Locked MCP joints secondary to incarcerated sesamoids are an uncommon injury. Case reports exist in the literature detailing a locked metacarpophalangeal joint secondary to an entrapped sesamoid bone; however, none of these previously published cases involve an adolescent patient with a delayed presentation leading to operative fixation. Ahn et al2 discuss a case of a 15-year-old boy with a more acute presentation of this injury successfully treated with closed reduction as confirmed with ultrasound imaging. Carroll et al4 detailed the case of a 24-year-old woman with a subacute presentation of this injury that also necessitated operative management. Our case builds upon these two cases by drawing attention to the possibility of a delayed presentation of this injury in the adolescent population that is more likely to require operative management. This case also highlights the importance of scrutinizing imaging studies to identify these unusual injury patterns given that the initial injury images were interpreted to be without any abnormality, yet the repeat radiographs in clinic demonstrated displacement of the sesamoids without any interval additional injury to the thumb.

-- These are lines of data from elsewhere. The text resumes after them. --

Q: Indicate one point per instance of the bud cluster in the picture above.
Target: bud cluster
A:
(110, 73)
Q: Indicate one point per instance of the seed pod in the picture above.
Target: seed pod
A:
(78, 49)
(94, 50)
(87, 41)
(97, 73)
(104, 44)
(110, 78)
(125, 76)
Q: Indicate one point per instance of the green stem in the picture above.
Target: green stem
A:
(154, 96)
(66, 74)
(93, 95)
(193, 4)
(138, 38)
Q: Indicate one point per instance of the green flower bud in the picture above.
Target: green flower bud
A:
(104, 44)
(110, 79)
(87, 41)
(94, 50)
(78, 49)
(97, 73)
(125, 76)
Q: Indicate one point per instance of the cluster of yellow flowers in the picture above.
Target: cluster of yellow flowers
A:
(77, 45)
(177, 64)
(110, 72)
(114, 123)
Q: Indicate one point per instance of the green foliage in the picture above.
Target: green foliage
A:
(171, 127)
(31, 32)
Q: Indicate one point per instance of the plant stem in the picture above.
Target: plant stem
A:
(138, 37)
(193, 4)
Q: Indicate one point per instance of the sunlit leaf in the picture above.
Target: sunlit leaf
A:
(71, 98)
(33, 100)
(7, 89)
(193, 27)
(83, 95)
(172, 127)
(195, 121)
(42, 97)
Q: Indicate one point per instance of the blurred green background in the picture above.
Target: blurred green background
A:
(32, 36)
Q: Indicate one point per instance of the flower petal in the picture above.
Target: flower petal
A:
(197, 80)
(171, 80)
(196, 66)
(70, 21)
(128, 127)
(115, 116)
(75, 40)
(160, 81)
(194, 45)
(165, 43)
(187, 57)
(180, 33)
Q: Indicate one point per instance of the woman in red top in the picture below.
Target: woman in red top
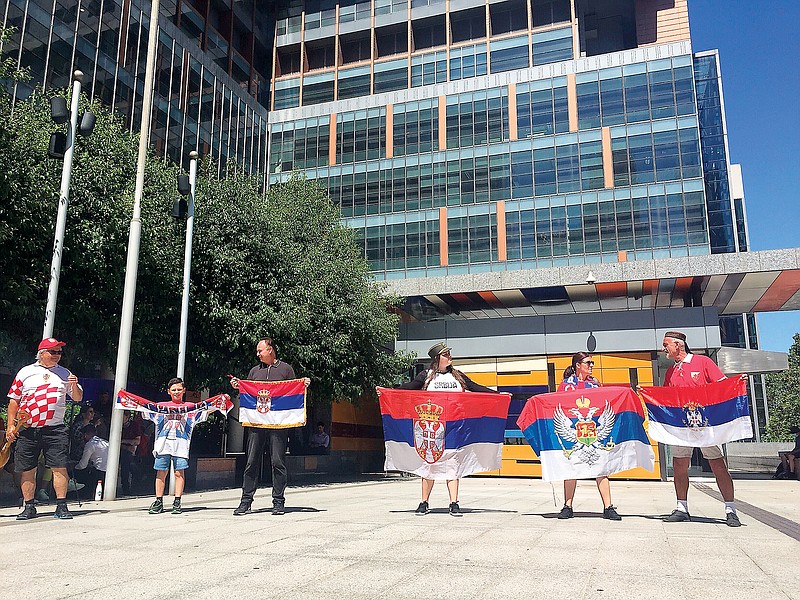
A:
(578, 376)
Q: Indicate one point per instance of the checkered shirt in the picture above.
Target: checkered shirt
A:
(42, 393)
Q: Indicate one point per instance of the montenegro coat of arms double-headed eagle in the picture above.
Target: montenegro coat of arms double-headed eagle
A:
(588, 434)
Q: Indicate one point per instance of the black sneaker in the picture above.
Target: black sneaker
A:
(676, 516)
(731, 520)
(29, 512)
(242, 509)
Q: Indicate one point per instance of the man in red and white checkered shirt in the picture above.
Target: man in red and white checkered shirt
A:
(41, 390)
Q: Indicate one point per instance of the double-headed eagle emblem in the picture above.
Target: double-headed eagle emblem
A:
(587, 434)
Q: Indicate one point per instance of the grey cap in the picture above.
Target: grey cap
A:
(438, 349)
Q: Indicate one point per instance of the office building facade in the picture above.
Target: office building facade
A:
(212, 70)
(525, 173)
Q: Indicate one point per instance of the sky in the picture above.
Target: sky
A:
(759, 52)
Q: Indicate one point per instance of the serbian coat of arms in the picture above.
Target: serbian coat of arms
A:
(263, 401)
(693, 416)
(429, 432)
(588, 434)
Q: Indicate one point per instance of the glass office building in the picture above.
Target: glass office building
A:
(212, 73)
(470, 142)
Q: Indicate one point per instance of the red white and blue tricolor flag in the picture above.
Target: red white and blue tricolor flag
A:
(707, 415)
(443, 435)
(587, 433)
(272, 404)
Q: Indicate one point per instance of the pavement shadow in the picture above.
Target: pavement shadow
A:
(446, 511)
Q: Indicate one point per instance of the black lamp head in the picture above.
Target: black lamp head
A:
(183, 185)
(180, 209)
(58, 110)
(58, 145)
(87, 124)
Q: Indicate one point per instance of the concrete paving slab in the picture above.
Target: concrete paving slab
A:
(363, 541)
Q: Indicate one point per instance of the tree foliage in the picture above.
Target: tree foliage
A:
(783, 392)
(280, 265)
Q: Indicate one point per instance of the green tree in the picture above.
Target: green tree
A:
(286, 267)
(280, 265)
(783, 393)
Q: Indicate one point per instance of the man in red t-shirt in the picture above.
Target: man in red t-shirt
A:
(695, 370)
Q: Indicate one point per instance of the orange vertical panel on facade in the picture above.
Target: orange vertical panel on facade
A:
(501, 228)
(389, 129)
(442, 123)
(608, 159)
(572, 101)
(442, 230)
(512, 112)
(332, 141)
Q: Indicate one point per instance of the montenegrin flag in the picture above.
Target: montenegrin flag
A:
(272, 404)
(443, 435)
(707, 415)
(587, 433)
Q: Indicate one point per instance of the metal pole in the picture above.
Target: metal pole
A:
(187, 272)
(131, 270)
(187, 265)
(63, 202)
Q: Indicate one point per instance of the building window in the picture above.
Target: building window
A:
(428, 69)
(467, 62)
(509, 54)
(468, 25)
(552, 46)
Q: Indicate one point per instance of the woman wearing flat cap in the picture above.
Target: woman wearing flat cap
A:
(441, 376)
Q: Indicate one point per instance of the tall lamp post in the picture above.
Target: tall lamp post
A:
(182, 209)
(187, 263)
(132, 267)
(63, 146)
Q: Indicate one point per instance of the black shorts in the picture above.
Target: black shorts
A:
(53, 440)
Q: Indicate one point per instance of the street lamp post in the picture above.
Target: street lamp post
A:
(63, 202)
(132, 267)
(187, 265)
(187, 272)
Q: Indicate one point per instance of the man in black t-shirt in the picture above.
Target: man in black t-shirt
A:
(269, 369)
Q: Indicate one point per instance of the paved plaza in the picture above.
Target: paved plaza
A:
(362, 540)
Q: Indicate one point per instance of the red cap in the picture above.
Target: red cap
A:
(50, 343)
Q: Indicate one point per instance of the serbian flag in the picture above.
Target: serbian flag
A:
(128, 401)
(707, 415)
(587, 433)
(443, 435)
(272, 404)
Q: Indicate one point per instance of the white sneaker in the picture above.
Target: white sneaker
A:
(74, 486)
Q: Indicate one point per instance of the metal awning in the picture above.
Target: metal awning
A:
(762, 281)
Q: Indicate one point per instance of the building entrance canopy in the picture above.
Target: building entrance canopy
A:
(743, 282)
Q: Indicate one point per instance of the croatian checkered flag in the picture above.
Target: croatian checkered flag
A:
(40, 405)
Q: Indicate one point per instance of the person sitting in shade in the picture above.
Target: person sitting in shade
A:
(92, 465)
(442, 376)
(320, 440)
(578, 376)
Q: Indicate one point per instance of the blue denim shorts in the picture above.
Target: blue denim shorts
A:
(162, 462)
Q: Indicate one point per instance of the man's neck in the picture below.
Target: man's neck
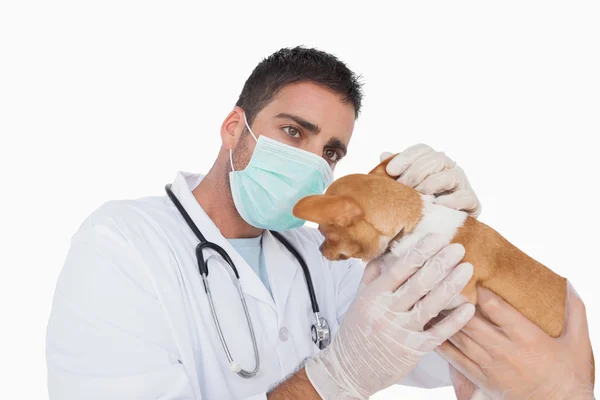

The mechanism for these injuries is not fully understood, but concomitant injuries to the soft tissues of the joint and fractures of the involved bones have been well documented. Desai et al5 performed a cadaveric dissection and posited that for the sesamoid bone to become entrapped in the joint there is inherent injury to the proximal volar plate. Xiong et al6 proposed that the sharp proximal pole of the radial sesamoid may contribute to joint locking as it can damage the volar plate. Others have suggested that the morphology of the metacarpal head may also contribute to the risk of becoming locked after a trauma.2 This necessitates advanced imaging evaluation of the surrounding tissues, often using ultrasound, CT, or MRI for adequate surgical planning.

In this case, the MRI demonstrated a finding not previously documented in the current literature by identifying the migration of the ulnar sesamoid bone under the proximal fragment of the UCL tear. As previously noted, a Stener lesion is a well documented finding in which the adductor pollicis aponeurosis prevents adequate UCL healing following a tear at the distal attachment; however, in this case, the ulnar sesamoid acted as an osseous block to UCL healing of the proximal insertion. Tears of the proximal attachment of the UCL are also rare, accounting for just 5% to 6% of all UCL injuries.7,8 Prior case reports have described ulnar sesamoid fractures associated with UCL injuries, and another proposed an idea of a pseudo-Stener lesion caused by an overgrowth of granulation tissue preventing healing of a proximal UCL tear; however, to the authors’ knowledge, no other report has documented a finding similar to that seen in this case.9,10

This case highlights several key considerations for clinicians evaluating thumb MCP injuries in adolescents and young athletes. It is imperative to consider an entrapped sesamoid when evaluating a patient with a locked MCP joint, especially following a suspected closed reduction of a dislocation. It is equally important to fully evaluate the soft tissues surrounding the joint for associated injury, either via ultrasound, CT, or, as in this case, with an MRI to evaluate for injuries to the proximal volar plate, collateral ligaments, and the sesamoid bone itself. Interestingly, this case revealed a previously undocumented finding with the ulnar sesamoid acting as an “osseous pseudo-Stener” lesion by migrating under the torn proximal aspect of the UCL.

Conflicts of Interest

No benefits in any form have been received or will be received related directly to this article.